Die Auslegung der Spielregeln obliegt keineswegs der Justiz, sondern der Öffentlichkeit. Im Zweifelsfall ist ein Gutachten bei Herrn Professor Jürgen Habermas einzuholen. Allein, so glatt lief und läuft die Sache nicht. Nun haben die Rostocker Justizbehörden die Faust der Strafverfolgung niedersausen lassen. Eine Gruppe französischer Juden, die gegen die drohende Abschiebung von Roma-Flüchtlingen protestierte, wird mit einer Vielzahl von Verfahren überzogen. Gegen drei der Übeltäter, die ihre festgenommenen Freunde unter Einsatz von Tränengas befreien wollten, ist Haftbefehl erlassen worden.

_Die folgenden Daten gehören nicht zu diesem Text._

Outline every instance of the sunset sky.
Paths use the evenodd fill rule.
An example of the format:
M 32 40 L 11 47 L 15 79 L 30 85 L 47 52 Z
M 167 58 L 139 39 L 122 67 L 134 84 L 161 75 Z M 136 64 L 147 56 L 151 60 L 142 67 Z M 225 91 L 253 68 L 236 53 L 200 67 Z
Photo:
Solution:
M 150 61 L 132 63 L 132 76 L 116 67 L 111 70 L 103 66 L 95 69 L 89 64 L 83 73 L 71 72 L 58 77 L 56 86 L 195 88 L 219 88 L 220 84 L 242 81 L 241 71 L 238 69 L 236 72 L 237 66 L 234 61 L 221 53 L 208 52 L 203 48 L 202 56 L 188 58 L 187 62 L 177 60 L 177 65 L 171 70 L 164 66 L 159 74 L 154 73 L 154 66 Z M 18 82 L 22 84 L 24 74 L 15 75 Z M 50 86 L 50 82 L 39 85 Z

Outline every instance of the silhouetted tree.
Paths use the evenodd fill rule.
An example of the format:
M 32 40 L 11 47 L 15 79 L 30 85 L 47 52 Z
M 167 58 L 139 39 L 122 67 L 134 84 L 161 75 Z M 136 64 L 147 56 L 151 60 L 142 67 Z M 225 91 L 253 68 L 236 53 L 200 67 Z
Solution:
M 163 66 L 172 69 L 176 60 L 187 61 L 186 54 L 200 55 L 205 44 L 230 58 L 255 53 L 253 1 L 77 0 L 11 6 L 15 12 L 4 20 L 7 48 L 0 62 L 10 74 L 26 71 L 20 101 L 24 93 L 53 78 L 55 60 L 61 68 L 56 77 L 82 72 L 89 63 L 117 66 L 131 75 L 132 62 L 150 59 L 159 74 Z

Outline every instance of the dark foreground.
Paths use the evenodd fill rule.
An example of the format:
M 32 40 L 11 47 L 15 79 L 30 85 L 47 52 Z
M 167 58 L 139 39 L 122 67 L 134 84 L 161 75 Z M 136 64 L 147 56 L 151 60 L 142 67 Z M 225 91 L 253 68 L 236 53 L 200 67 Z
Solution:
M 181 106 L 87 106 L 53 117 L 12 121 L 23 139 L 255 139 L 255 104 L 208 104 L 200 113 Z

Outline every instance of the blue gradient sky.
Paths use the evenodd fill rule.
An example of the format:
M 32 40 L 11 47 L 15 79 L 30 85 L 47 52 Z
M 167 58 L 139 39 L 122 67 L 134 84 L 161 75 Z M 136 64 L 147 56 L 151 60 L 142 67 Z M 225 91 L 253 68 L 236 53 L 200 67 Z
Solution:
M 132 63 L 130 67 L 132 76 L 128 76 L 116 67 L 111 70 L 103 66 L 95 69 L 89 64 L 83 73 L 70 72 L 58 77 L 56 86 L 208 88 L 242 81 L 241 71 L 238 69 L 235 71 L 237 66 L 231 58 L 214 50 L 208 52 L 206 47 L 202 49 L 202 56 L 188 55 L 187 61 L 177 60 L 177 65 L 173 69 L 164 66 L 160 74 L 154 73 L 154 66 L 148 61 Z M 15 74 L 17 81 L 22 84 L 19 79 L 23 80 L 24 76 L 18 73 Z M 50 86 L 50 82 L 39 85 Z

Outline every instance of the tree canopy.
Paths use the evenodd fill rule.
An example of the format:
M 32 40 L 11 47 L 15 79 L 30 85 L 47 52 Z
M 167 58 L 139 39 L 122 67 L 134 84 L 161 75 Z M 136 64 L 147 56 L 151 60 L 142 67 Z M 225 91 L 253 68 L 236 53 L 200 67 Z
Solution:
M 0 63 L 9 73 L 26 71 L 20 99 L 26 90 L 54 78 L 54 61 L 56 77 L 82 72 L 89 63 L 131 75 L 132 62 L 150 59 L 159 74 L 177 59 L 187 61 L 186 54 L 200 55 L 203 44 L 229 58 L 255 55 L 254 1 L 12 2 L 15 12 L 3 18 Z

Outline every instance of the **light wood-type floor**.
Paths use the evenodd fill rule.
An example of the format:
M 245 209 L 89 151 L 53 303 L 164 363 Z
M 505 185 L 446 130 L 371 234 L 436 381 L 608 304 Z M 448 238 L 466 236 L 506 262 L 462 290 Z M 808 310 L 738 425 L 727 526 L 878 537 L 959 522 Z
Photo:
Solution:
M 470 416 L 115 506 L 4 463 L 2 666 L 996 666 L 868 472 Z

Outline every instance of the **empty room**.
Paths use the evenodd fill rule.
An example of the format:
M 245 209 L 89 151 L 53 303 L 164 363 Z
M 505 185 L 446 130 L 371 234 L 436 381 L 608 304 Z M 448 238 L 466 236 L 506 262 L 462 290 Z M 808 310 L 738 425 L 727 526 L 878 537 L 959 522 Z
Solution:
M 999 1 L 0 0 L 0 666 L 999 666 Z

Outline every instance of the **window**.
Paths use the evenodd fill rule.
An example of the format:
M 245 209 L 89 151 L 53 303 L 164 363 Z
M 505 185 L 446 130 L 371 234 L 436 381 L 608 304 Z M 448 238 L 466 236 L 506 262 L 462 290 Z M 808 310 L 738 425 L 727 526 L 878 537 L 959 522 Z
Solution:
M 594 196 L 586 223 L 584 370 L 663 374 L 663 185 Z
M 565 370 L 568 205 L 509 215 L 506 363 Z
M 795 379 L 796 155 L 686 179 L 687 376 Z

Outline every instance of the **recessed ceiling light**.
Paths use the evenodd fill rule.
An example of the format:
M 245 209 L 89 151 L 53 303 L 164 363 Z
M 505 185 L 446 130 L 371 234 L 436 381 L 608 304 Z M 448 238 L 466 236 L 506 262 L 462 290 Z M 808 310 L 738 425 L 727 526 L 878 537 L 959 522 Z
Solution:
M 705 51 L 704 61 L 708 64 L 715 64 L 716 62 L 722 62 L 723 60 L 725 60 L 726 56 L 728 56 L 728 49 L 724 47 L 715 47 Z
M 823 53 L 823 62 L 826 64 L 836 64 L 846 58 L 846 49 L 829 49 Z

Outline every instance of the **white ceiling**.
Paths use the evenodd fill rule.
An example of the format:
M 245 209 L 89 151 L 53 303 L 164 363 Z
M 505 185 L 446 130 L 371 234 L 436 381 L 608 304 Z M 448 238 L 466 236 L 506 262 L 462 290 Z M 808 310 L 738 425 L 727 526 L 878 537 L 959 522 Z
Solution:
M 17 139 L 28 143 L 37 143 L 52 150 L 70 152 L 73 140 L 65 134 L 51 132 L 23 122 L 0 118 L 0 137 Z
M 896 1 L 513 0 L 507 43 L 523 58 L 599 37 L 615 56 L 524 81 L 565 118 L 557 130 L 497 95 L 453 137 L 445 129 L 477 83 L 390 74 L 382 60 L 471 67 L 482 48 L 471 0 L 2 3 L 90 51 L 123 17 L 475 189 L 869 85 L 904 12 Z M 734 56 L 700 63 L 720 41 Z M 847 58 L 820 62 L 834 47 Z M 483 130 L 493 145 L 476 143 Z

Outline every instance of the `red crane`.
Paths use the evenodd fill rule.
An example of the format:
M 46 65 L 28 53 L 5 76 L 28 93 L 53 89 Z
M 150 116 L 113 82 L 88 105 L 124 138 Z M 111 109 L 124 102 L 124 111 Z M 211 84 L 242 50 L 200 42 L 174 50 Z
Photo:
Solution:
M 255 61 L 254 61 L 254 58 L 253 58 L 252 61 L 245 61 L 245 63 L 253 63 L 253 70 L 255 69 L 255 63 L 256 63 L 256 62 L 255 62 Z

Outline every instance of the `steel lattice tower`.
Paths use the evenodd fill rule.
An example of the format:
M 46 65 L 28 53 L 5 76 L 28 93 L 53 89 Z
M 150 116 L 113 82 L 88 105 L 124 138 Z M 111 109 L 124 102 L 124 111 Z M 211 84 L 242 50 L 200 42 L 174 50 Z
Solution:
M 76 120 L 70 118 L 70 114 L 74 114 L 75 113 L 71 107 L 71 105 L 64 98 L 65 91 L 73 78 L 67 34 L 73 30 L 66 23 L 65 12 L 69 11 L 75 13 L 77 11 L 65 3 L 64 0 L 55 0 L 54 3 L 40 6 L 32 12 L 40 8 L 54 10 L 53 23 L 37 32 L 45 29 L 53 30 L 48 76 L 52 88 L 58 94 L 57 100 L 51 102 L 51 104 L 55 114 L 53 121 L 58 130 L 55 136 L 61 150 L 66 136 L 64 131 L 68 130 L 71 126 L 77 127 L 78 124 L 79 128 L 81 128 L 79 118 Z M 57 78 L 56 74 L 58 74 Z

Nun könnte man argumentieren, daß in einer Situation, wo der Justiz im Osten zu Recht mangelnde Wahrnehmung des staatlichen Gewaltmonopols vorgeworfen wird, falsch wäre, plötzlich für Zurückhaltung der Staatsmacht zu plädieren. In der Tat wäre es fatal, würde eine Einstellung der Verfahren nur damit begründet, daß es sich bei den Tätern um französische Juden handle. Die Freilassung der Inhaftierten rechtfertigt sich ausschließlich aus dem humanen Anliegen der „Täter“ und der Geringfügigkeit der Tat.

Es wird keineswegs für zweierlei Recht plädiert. Wenn Religionszugehörigkeit eine Rolle spielen sollte, dann diese: für Nachkommen von Holocaust-Überlebenden ist unerträglich, wenn man vier aus ihrer Mitte, die gegen Unmenschlichkeit protestierten, festnimmt. Das hätte die Polizei wissen müssen. Sie hat durch ihren törichten Eifer die Befreiungsversuche verursacht.